Vulvar and Vaginal Lesions
Young women receiving Gardasil or Gardasil-9 saw slight reductions in high-grade VIN/VaIN. NMA estimates indicated:
- Gardasil: RR 0.21 (95% CI 0.10–0.45), translating to ~1 case avoided per 1000 participants.
- Gardasil-9: RR 0.16 (95% CI 0.05–0.51), ~0 cases avoided per 1000 participants.
No substantial difference was found between Gardasil, Gardasil-9, and Cervarix in direct comparisons.
Anal and Penile Lesions
In men who have sex with men, Gardasil reduced high-grade anal intraepithelial neoplasia (RR 0.75, 95% CI 0.53–1.07; low certainty). For penile intraepithelial neoplasia, Gardasil showed little to no benefit over controls (RR 1.00, 95% CI 0.20–4.93; low certainty).
Anogenital Warts
Pairwise meta-analysis of three studies (21,271 participants) revealed 25 fewer cases of anogenital warts per 1000 vaccinated participants (RR 0.38, 95% CI 0.32–0.46; high certainty). In NMA, Gardasil-9 ranked highest for wart prevention in females aged 15–25.
Need for Treatment
Five studies (38,606 participants) showed vaccinees required treatment for HPV-related pre-invasive disease 12 fewer times per 1000 participants compared to controls (RR 0.76, 95% CI 0.65–0.89; moderate certainty).
Safety
Across 39 studies (97,272 participants), serious adverse event rates were indistinguishable between vaccine and control groups (RR 0.99, 95% CI 0.94–1.04; high certainty). No signal for vaccine-related safety concerns emerged.
Expert Commentary
These findings reinforce the efficacy of HPV vaccines in preventing high-grade cervical lesions and anogenital warts, with Gardasil-9 performing best for wart prevention in young women.

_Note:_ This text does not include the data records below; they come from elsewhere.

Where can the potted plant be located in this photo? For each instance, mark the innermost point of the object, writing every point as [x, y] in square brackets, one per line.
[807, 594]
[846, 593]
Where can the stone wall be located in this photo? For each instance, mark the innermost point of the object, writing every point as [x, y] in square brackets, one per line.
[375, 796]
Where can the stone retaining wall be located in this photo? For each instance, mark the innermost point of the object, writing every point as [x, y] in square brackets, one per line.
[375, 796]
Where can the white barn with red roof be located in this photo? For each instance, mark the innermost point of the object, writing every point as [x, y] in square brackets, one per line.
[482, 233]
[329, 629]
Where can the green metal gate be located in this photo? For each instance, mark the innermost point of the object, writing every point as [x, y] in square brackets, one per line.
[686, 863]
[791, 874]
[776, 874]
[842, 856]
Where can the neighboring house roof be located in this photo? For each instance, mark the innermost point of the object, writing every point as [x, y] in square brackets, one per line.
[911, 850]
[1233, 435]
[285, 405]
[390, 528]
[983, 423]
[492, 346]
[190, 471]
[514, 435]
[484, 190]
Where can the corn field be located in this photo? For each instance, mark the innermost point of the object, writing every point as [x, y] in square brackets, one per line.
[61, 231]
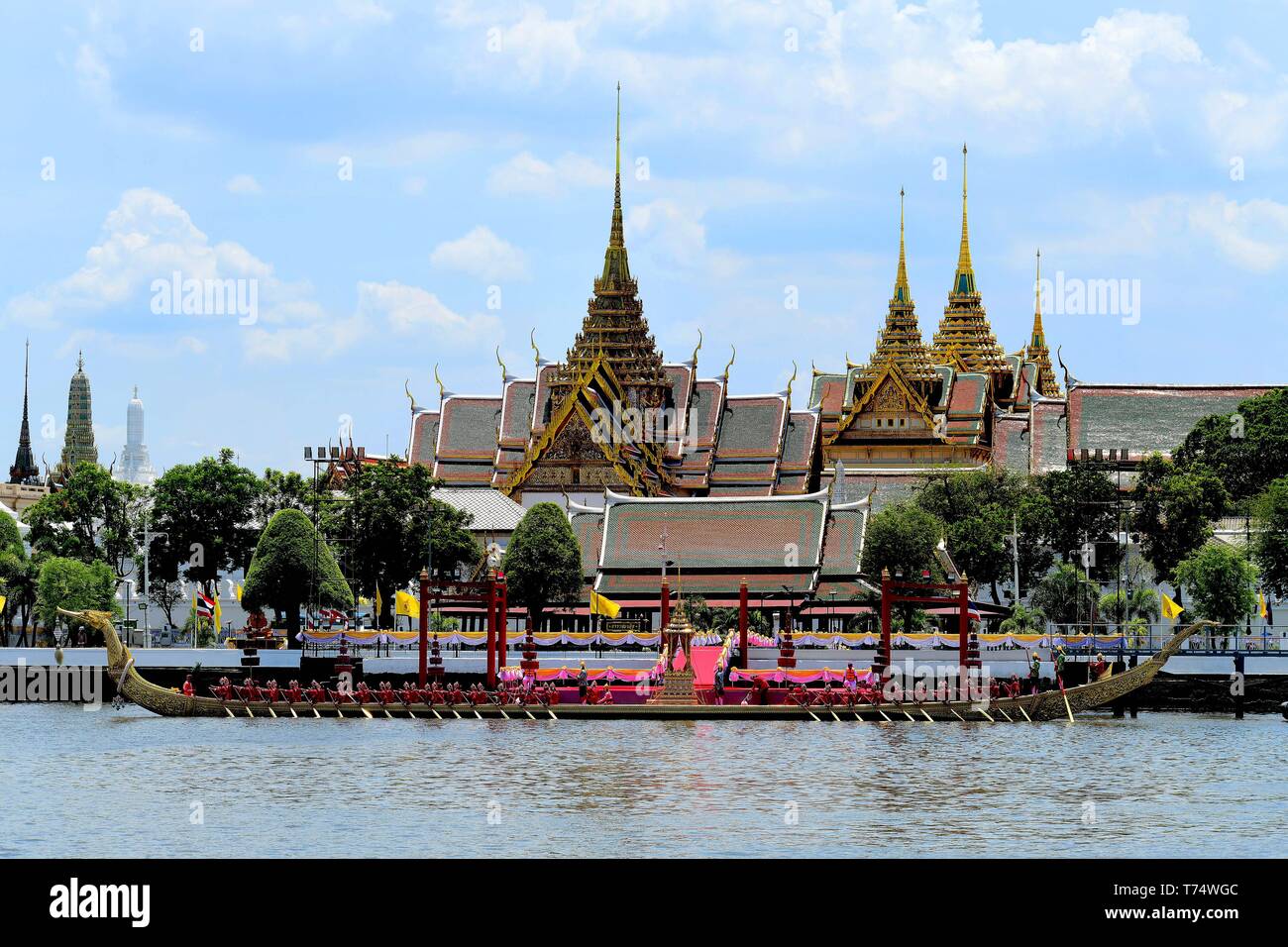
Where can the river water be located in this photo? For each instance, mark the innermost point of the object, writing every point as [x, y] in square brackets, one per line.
[124, 783]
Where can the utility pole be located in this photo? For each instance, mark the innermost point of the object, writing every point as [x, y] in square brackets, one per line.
[147, 590]
[1016, 554]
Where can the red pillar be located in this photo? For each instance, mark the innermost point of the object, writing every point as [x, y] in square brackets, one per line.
[502, 607]
[742, 624]
[964, 635]
[490, 629]
[883, 660]
[424, 625]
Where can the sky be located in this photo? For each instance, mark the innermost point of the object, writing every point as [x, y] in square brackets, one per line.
[395, 185]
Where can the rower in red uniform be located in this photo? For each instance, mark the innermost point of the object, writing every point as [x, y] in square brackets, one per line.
[851, 678]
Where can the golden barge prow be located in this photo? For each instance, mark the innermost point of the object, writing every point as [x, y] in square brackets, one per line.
[1048, 705]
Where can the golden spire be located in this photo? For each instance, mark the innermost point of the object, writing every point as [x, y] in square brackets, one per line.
[616, 237]
[1037, 351]
[964, 281]
[1037, 304]
[617, 273]
[902, 291]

The lack of observed cancers reflects insufficient follow-up time, not ineffectiveness. Importantly, large trial populations and consistent safety signals bolster confidence in widespread vaccination, especially before HPV exposure.
Clinically, prioritizing vaccination in adolescents and young adults — ideally before sexual debut — remains critical. The absence of benefit in women over 25 years suggests immunization efforts should target younger cohorts.
Conclusion
HPV vaccination provides substantial protection against pre-cancerous lesions and anogenital warts, with robust safety data. While cancer prevention evidence is indirect and long-term data are awaited, current results strongly support existing public health recommendations to vaccinate adolescents, particularly females aged 9–14. Future studies should explore efficacy in males under 15 and evaluate Cecolin’s performance.
Funding and ClinicalTrials.gov
Trials were registered across ClinicalTrials.gov, WHO ICTRP, and other registries, with manufacturer support for some RCTs. Data extraction included Clinical Study Reports from the European Medicines Agency.
References
Bergman H, Henschke N, Arevalo-Rodriguez I, Buckley BS, Crosbie EJ, Davies JC, Dwan K, Golder SP, Loke YK, Probyn K, Petkovic J, Villanueva G, Morrison J. Human papillomavirus (HPV) vaccination for the prevention of cervical cancer and other HPV-related diseases: a network meta-analysis. Cochrane Database Syst Rev. 2025 Nov 24;11(11):CD015364. doi: 10.1002/14651858.CD015364.pub2. PMID: 41276263; PMCID: PMC12640750.